Recientemente, el jugador africano del Santos hizo una interesante e inteligente declaración. Dijo: “Tenemos que demostrar por qué somos campeones”.

Así de fácil, profundo, sencillo y comprometedor lo que externó. Razón le asiste. Tavarez, en el campo, a pesar de sus piernas tan largas, nos ha demostrado saber jugar colectivo, es generoso y tiene sentido del juego.

Su inteligencia es más grande que sus piernas. Ahora ha abierto otro tema, y es de altura, como él.

A partir de esta realidad que necesitaba o no ser declarada por alguien de adentro del equipo, se provoca la oportunidad y exigencia.

Saber ser campeón no es fácil; demostrarlo es aún más complicado. Si entendemos bien lo expuesto por Jorge, hay conciencia del privilegio que significa ser el campeón pero también existe la obligación de volver a cumplir dentro del alto grado de complejidad. A partir de ahí, cualquier desánimo o tropiezo debe ser vencido con imaginación.

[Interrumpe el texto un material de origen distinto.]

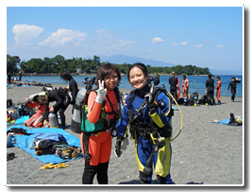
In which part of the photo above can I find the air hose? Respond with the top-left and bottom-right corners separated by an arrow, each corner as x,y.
166,92 -> 183,143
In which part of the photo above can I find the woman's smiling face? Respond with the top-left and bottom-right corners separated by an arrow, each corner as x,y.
129,67 -> 147,89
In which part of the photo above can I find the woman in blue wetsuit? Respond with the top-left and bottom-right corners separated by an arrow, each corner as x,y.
227,77 -> 241,102
115,63 -> 173,184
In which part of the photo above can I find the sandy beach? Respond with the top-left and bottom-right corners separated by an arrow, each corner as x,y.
6,84 -> 244,186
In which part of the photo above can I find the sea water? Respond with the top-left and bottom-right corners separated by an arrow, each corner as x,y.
19,75 -> 243,97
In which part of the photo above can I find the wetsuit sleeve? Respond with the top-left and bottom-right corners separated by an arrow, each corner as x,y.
87,91 -> 102,124
44,103 -> 49,121
227,81 -> 232,90
116,94 -> 129,139
27,101 -> 37,109
50,91 -> 63,111
149,93 -> 172,128
69,79 -> 78,104
185,79 -> 189,88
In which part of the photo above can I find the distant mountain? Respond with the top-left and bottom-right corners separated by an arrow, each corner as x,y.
210,69 -> 242,75
98,54 -> 175,67
87,54 -> 242,75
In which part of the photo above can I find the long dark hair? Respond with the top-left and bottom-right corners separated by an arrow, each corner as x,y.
127,63 -> 148,82
96,63 -> 121,88
60,71 -> 72,81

El compromiso es claro porque defender el campeonato representa una gratificante odisea. Todos desearán ganarle al campeón en donde sea.

Eso es obvio porque se presta a la motivación especial que es derrotar al supremo en vigor. Los santistas, que han sabido gozar de las mieles del campeonato, también deberán saber ser afición campeona. Hay un papel doble, de ida y vuelta. Los jugadores ya consiguieron la copa que todos querrán quitársela.

Sus seguidores son los responsables de acompañarlos en esta travesía enigmática que involucra mayores exigencias, odiseas y riesgos.

No pretendo detenerme en las conductas históricas de cualquier campeón.

Lo trascendente en este instante es recordar el compromiso que hay y demostrar por qué se es campeón. La casualidad ayudó, pero también el muy buen futbol del Santos estuvo a la vista de todo el país.

Este panorama es envidiable, provoca acicates distintos en los otros 17 competidores. Ganarle al Santos será un placer diferente el siguiente torneo. He aquí la razón de saber ser campeón.